The US State Department has notified Congress that it is going ahead with three arms sales programs to Taiwan — after holding them up for more than six months.
While the programs are not huge — they involve radar upgrades for Indigenous Defense Fighters (IDF) — the move could be significant in that it shows US President Barack Obama standing up to China and supporting Taiwan despite Beijing’s protests.
Rupert Hammond-Chambers, president of the US-Taiwan Business Council, said the move signaled an “apparent change in policy.”
According to the council, after the White House released several programs from former US president George W. Bush’s administration for congressional notification in January, a decision was made to submit no further notifications for the year.
Thus the latest congressional notification would seem to indicate that the “hold” on arms sales to Taiwan has been lifted by the Obama administration.
The decision to lift the “hold” seems to have been made at about the same time that it was decided to release a long-delayed Pentagon report on the Chinese military that revealed a continuing and secretive buildup by Beijing with the balance of power across the Taiwan Strait leaning substantially in China’s favor.
The Pentagon report also noted China’s lack of cooperation with the US on military affairs.
China has strongly objected to all US arms sales to Taiwan and in the hope of reducing tensions with Beijing, Washington has exercised extreme caution.
However, as the Washington Post recently said in a front-page story: “The Obama administration has adopted a tougher tone with China.”
The newspaper said the US had rejected China’s claims to sovereignty over the whole South China Sea; rebuffed Chinese demands that the US military end its long-time policy of conducting military exercises in the Yellow Sea; and was putting new pressure on Beijing not to increase its energy investments in Iran as Western firms leave.
US officials told the Post that the moves were part of a broader strategy to acknowledge China’s emergence as a world power, but to also “lay down markers when China’s behavior infringes on US interests.”
The council said the latest military sales were a “small move to end Taiwan arms freezes.”
It said the recent policy under both the Bush and Obama administrations — freezing Taiwan arms sales notifications and then releasing them as packages — has had the “inverse effect of its apparent intent.”
“By creating multi-billion dollar packages that capture headlines, the policy has increased Chinese ire at such sales rather than reducing it,” the council said.
“China has rightly deduced that the process is vulnerable to external pressure, and recently applied such pressure by threatening sanctions against American companies and by denying entry to China for US Secretary of Defense Robert Gates,” the council said.
China, the council says, was employing a carrot-and-stick strategy with Taiwan, offering significant economic incentives with the recently signed Economic Cooperation Framework Agreement (ECFA) while continuing military modernization and expanding the material threat represented by the People’s Liberation Army (PLA).

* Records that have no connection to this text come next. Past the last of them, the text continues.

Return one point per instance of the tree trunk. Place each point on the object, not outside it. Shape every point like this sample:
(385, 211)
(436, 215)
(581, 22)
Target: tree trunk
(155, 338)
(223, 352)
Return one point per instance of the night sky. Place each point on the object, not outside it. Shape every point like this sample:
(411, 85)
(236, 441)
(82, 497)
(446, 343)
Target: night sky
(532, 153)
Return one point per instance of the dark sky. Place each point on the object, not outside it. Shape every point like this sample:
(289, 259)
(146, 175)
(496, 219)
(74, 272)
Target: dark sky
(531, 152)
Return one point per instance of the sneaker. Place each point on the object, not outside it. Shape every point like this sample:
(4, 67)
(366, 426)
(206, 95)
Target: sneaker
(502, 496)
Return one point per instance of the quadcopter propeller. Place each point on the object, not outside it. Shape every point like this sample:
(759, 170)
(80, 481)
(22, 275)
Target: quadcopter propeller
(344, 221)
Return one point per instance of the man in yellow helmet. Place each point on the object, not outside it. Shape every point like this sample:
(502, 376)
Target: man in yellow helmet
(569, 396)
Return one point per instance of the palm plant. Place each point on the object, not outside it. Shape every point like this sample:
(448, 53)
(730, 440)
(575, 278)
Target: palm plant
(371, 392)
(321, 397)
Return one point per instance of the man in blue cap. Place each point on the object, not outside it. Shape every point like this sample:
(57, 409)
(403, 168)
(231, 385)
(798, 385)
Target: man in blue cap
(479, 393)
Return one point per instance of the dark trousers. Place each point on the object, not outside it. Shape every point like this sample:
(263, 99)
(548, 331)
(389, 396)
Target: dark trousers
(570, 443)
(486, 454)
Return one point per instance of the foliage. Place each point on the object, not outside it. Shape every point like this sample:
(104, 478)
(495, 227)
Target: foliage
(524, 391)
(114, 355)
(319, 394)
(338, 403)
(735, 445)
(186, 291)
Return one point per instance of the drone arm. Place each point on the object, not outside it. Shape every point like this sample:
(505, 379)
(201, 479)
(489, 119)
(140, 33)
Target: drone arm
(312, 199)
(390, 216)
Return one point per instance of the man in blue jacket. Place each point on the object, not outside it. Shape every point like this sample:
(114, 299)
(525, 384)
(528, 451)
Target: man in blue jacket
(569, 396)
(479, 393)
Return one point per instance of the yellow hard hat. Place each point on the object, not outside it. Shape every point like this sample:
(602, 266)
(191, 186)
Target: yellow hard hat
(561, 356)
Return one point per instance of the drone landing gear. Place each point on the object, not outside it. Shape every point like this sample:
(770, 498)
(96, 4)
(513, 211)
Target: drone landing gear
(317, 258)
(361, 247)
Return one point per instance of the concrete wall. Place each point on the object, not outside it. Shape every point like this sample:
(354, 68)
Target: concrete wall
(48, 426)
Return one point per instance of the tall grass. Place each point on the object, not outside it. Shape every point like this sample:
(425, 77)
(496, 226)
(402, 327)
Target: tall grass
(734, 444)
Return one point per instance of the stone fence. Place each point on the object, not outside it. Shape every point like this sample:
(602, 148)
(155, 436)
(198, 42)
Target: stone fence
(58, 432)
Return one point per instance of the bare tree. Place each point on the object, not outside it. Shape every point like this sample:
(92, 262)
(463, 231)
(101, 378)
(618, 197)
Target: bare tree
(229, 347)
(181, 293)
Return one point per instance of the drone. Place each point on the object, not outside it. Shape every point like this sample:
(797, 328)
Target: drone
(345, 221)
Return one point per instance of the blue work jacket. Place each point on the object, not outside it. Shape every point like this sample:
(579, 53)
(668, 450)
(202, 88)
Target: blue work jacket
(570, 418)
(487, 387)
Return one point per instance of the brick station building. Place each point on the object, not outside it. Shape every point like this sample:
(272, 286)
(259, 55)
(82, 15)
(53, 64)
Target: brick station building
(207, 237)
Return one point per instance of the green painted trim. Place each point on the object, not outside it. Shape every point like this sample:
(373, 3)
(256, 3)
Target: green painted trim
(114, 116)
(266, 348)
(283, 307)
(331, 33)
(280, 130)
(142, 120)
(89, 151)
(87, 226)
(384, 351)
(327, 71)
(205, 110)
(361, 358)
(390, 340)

"This strategy compels a response from both Taiwan and the United States,” the council said. “Allowing China’s military threat to go unmet threatens any hope of long-term success in reducing cross-strait tensions.”

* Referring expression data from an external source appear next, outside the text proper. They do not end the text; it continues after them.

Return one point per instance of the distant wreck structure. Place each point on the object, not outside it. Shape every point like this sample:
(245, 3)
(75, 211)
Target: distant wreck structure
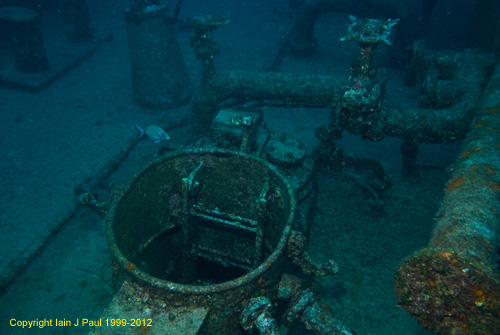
(159, 74)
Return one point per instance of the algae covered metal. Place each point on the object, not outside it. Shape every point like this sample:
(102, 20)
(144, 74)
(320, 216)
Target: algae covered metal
(193, 236)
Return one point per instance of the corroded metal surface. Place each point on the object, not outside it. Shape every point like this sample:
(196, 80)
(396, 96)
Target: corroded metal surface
(193, 231)
(453, 285)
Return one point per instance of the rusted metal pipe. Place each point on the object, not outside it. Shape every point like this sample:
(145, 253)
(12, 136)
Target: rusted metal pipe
(453, 285)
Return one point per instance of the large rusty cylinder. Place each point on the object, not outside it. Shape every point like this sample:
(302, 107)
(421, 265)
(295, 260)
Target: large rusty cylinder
(159, 75)
(453, 285)
(291, 89)
(192, 233)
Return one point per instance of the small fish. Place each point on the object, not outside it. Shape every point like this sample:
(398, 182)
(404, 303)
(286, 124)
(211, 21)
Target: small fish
(154, 133)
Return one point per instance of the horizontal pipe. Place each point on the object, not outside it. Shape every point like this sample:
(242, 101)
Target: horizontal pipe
(452, 286)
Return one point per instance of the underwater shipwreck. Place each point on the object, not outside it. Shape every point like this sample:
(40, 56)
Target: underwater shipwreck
(221, 220)
(212, 239)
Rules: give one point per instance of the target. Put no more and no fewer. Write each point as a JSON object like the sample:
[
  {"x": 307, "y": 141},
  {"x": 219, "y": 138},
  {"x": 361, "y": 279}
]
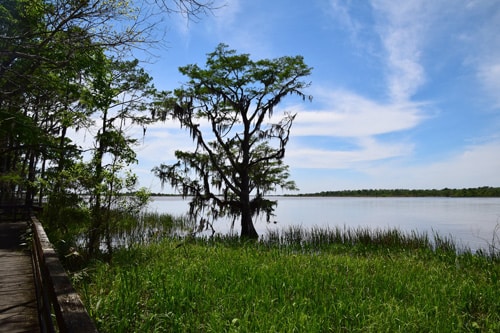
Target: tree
[
  {"x": 117, "y": 93},
  {"x": 45, "y": 45},
  {"x": 238, "y": 157}
]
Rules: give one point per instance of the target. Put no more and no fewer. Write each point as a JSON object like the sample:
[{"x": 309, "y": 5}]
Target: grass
[{"x": 338, "y": 280}]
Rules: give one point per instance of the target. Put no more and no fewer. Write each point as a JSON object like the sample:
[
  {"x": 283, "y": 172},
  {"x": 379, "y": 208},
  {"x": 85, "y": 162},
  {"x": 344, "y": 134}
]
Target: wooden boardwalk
[{"x": 18, "y": 305}]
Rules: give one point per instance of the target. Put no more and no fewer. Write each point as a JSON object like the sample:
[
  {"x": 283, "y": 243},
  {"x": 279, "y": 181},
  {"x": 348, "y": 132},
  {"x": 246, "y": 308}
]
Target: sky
[{"x": 406, "y": 94}]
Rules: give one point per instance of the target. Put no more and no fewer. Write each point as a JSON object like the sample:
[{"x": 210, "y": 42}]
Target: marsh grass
[{"x": 323, "y": 280}]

“Both the US and Taiwan must determine which actions to take in support of Taiwan’s national security, without caving to pressure from China. Regularizing the Taiwan arms sales process will in the long term make support for Taiwan’s defense needs more transparent and stable,” it said.
“The US Department of Defense is due to submit to Congress a second report by the end of 2010 examining the current balance of airpower in the Taiwan Strait and making recommendations for US action,” Hammond-Chambers said. “This will include consideration of the impact of replacement fighters for Taiwan’s aging air force. F-16s are the only platform under consideration for Taiwan, but the F-16 manufacturing line will begin to wind down in July of 2011. This leaves a narrow 10-month window for a decision on making the requested 66 F-16s available to Taiwan.”
“Taiwan is also looking to upgrade its current fleet of 145 F-16s, and in the absence of political obstruction a congressional notification is due for this program some time in the winter of 2010-2011,” he said.
The Chinese believe Taiwan should be denied access to replacement fighters for their aging F-5s and Mirage-2000s, recognizing the serious detrimental effect such a denial would have on Taiwan’s military readiness, he said.
A senior White House source refused to comment on the issue.